Classifier-Free Guidance: Conditional Generation Without Classifiers¶

Overview¶

Classifier-free guidance is a technique for conditional generation in diffusion models that: - Enables high-quality conditional sampling (e.g., text-to-image, class-conditional) - Does not require a separate classifier network - Uses a single model trained for both conditional and unconditional generation - Provides a guidance scale to control the trade-off between diversity and fidelity

This technique has become the standard approach for conditional diffusion models, powering systems like Stable Diffusion, DALL-E 2, and Imagen.

The Problem: Conditional Generation¶

Goal¶

Generate samples from \(p(x|c)\) where: - \(x\) is the data (e.g., image) - \(c\) is the condition (e.g., text prompt, class label, image features)

Naive Approach Doesn't Work¶

Simply training \(s_\theta(x_t, t, c) \approx \nabla_x \log p_t(x|c)\) and sampling doesn't give high-quality results because: - The model learns to average over all modes of \(p(x|c)\) - Generated samples are generic and lack detail - No control over how strongly to follow the condition

Example: For prompt "a red car", the model might generate a blurry, generic car that's somewhat reddish.

Prior Art: Classifier Guidance¶

The Classifier Guidance Approach (Dhariwal & Nichol, 2021)¶

Idea: Use Bayes' rule to incorporate a classifier into the score:

\[ \nabla_x \log p_t(x|c) = \nabla_x \log p_t(x) + \nabla_x \log p_t(c|x) \]

Implementation: 1. Train an unconditional diffusion model: \(s_\theta(x_t, t) \approx \nabla_x \log p_t(x)\) 2. Train a separate time-dependent classifier: \(p_\phi(c|x_t, t)\) 3. At sampling, use the guided score:

\[ \tilde{s}(x_t, t, c) = s_\theta(x_t, t) + w \cdot \nabla_{x_t} \log p_\phi(c|x_t, t) \]

where \(w\) is the guidance scale.

With guidance scale \(w > 1\):

\[ \tilde{s}(x_t, t, c) = s_\theta(x_t, t) + w \cdot \nabla_{x_t} \log p_\phi(c|x_t, t) = \nabla_x \log p_t(x) + w \cdot \nabla_x \log p_t(c|x) \]

This can be rewritten as sampling from:

\[ p_t(x|c)^w \cdot p_t(x)^{1-w} \propto p_t(c|x)^w \cdot p_t(x) \]

Effect: Amplifies the classifier gradient, making samples more strongly conditioned but less diverse.
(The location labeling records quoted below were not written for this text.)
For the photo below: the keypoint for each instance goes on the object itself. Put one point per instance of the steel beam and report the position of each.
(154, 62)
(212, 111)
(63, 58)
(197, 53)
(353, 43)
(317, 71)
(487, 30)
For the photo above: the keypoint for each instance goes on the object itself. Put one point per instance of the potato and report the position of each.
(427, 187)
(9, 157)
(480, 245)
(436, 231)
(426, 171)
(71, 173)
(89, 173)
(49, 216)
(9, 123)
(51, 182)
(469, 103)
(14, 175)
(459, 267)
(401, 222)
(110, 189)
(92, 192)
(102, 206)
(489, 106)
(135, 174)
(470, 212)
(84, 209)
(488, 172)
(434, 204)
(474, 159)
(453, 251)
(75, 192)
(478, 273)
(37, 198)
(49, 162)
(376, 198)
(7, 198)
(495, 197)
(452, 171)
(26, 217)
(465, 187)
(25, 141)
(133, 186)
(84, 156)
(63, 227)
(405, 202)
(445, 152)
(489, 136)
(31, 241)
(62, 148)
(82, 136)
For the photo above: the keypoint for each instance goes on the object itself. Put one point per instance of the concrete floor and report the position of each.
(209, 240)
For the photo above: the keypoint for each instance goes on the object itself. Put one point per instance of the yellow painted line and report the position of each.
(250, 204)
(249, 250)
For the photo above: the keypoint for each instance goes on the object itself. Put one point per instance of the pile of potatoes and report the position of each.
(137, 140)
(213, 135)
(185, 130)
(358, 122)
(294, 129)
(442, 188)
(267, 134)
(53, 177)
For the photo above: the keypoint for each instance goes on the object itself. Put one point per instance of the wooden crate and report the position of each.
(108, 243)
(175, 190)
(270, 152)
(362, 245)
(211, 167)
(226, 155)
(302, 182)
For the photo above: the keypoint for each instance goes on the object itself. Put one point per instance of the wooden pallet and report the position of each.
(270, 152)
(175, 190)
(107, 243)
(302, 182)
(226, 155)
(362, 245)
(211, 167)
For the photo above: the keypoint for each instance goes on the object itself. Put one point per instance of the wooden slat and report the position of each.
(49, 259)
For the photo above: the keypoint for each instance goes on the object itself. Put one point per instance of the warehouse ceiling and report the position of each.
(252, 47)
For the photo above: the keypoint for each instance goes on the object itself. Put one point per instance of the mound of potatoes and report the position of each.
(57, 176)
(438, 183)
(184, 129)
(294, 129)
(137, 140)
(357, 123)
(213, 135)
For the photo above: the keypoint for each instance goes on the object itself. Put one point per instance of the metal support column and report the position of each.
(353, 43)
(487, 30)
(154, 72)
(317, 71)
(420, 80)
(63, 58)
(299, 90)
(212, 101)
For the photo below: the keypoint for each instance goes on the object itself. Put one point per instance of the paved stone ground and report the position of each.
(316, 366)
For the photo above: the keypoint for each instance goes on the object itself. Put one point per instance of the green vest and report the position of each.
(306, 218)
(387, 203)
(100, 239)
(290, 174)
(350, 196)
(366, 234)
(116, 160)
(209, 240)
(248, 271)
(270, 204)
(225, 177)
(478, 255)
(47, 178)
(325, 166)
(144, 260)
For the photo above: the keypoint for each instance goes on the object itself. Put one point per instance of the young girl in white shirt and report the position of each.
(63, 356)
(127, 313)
Problems with Classifier Guidance¶

Need to train a separate classifier on noisy images \(x_t\) at all timesteps
Classifier can be adversarially fooled: Model may generate images that fool the classifier rather than truly match the condition
Inefficient: Two networks instead of one
Limited to differentiable conditions: Can't easily use discrete or structured conditions

Classifier-Free Guidance: The Elegant Solution¶

Core Idea (Ho & Salimans, 2021)¶

Train a single model that learns both: - Conditional score: \(\nabla_x \log p_t(x|c)\) - Unconditional score: \(\nabla_x \log p_t(x)\)

Key trick: Use the same network but randomly drop the condition during training.

Training Procedure¶

Dataset: Pairs \((x, c)\) where \(c\) is the condition (text, class, etc.)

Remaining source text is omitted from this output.